Y conforme las características de este medio de impugnación, quien recurre de casación, debe citar la Ley o Leyes violadas o aplicadas falsa o erróneamente, especificando en qué consiste la violación, falsedad o error, no siendo suficiente la simple enunciación de las normas que considera vulneradas, o la descripción de un derecho o garantía como ocurre en autos, realizando solo una descripción conceptual de la fundamentación y motivación de las resoluciones, y la jurisprudencia al respecto, sin indicar o relacionar estos conceptos con la determinación del Tribunal de alzada; así también, se debe considerar que el recurso de casación en la forma buscará, como finalidad, la nulidad de la resolución recurrida o del proceso mismo cuando se hubieren violado las formas esenciales del proceso sancionadas con nulidad por Ley y que conlleven afectación del debido proceso, por errores de procedimiento, aspectos que imperativamente deberán ser exteriorizados a través del recurso de casación en la forma, por la parte recurrente, explicando en qué consiste la violación de la norma que se alude y cuál el error del Tribunal de alzada que debe ser rectificado a través de la nulidad, no solo hacer una descripción conceptual de un derecho o garantía, sin referirse para nada, a la resolución de vista que se cuestiona.
Esta inobservancia, de ningún modo puede suplirse por este Tribunal, sin que ésta decisión implique negación del derecho de acceso a la justicia, a la tutela judicial efectiva y de otros derechos fundamentales, cuando estas conclusiones asumidas, obedecen al propio desconocimiento y negligencia en que incurrió la parte recurrente a tiempo de formular el recurso de casación, omitiendo completamente la carga recursiva establecida por Ley; en ese sentido se tiene infundado este argumento traído en casación en la forma.

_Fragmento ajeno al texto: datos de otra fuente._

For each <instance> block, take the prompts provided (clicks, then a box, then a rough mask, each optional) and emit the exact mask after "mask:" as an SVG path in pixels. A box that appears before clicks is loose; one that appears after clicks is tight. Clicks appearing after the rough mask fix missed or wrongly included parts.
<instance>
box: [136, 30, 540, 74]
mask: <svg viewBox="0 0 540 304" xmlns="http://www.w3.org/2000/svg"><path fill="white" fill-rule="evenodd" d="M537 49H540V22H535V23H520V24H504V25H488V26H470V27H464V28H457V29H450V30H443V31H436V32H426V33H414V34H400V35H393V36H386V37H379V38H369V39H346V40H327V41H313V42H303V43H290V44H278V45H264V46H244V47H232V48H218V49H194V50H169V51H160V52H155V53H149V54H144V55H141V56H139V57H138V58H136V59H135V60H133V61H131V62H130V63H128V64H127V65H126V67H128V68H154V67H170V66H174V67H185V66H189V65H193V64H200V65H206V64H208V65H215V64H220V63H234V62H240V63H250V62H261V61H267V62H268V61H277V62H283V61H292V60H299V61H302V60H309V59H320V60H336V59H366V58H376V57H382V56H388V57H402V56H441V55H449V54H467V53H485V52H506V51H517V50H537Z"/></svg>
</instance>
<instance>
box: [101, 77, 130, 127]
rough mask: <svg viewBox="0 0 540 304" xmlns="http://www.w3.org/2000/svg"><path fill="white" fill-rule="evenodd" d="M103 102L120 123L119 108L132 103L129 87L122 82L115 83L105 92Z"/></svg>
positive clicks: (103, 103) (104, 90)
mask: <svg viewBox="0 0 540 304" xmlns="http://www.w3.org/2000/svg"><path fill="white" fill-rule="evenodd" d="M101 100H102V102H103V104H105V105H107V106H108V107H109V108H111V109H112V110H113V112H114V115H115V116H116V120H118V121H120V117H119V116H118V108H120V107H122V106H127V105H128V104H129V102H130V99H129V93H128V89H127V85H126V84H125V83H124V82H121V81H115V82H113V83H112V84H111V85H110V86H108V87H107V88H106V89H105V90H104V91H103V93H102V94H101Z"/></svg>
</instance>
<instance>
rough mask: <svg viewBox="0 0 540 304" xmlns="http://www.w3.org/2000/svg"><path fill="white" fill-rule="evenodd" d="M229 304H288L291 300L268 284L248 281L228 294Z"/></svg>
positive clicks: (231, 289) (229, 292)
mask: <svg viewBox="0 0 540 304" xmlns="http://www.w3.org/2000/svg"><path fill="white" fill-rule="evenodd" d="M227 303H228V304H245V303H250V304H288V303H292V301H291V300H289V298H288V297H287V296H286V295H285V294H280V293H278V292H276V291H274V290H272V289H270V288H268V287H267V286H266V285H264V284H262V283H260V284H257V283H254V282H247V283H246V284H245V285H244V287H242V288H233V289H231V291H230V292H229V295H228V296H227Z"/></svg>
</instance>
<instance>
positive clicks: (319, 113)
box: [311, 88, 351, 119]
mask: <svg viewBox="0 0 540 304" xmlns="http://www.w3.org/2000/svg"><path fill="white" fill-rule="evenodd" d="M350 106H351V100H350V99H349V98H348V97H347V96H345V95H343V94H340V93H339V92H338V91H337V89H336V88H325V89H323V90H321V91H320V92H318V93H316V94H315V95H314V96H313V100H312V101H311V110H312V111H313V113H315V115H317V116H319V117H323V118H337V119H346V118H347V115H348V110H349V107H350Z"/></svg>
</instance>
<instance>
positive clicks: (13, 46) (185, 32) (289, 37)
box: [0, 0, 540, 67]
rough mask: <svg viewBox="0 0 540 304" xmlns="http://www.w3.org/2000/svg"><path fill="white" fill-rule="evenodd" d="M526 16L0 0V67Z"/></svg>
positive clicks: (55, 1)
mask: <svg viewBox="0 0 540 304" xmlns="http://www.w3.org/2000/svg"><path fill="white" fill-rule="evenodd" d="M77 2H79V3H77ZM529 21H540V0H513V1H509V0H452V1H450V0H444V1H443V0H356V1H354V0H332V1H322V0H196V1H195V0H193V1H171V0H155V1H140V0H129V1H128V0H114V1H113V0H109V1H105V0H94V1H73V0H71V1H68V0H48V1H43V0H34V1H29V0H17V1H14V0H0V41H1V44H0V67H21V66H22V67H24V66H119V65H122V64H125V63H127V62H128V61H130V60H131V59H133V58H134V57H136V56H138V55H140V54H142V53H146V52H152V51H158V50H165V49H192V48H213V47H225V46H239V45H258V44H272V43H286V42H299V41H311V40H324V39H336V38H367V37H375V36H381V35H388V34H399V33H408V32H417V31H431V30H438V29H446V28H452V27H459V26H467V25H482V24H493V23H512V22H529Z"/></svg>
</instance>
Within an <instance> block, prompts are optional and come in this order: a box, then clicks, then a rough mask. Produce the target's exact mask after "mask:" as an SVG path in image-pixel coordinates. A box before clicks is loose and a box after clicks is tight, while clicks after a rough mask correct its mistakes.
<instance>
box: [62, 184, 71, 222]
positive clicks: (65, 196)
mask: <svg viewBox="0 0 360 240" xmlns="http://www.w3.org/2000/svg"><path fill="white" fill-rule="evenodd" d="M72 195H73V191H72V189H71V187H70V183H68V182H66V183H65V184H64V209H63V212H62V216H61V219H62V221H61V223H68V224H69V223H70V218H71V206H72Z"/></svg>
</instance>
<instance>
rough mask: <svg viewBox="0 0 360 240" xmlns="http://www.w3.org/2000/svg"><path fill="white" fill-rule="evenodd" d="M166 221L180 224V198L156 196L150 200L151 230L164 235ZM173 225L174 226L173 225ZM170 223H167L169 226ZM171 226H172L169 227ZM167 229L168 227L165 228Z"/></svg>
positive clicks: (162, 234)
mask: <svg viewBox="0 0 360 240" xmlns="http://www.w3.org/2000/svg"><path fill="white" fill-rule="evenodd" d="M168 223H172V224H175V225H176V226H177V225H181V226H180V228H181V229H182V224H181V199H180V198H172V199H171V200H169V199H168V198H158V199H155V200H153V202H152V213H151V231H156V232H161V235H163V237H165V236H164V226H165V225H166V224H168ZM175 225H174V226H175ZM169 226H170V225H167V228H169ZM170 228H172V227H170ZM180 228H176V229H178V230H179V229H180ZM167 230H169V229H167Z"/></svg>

En mérito a lo expuesto y encontrándose infundados los motivos traídos en casación por la entidad demandada, corresponde dar aplicación al art. 220-II del Código Procesal Civil (CPC-2013), aplicable en la materia por expresa determinación del art. 252 del CPT.
POR TANTO: La Sala Contenciosa, Contenciosa Administrativa, Social y Administrativa Primera del Tribunal Supremo de Justicia, con la atribución contenida en los arts. 184-1 de la Constitución Política del Estado y 42-I-1 de la LOJ, declara INFUNDADO el recurso de casación interpuesto por Gobierno Autónomo Departamental de Pando, de fs. 77 a 78, contra el Auto de Vista N° 54/2020 de 14 de febrero de 2020, emitido por la Sala Civil, Social, Familia, Niñez y Adolescencia, Contenciosa y Contenciosa Administrativa del Tribunal Departamental de Justicia de Pando.
Sin costas en aplicación de los arts. 39 de la Ley N° 1178 de 20 de julio de 1990, 52 del DS N° 23215 de 22 de julio de 1992.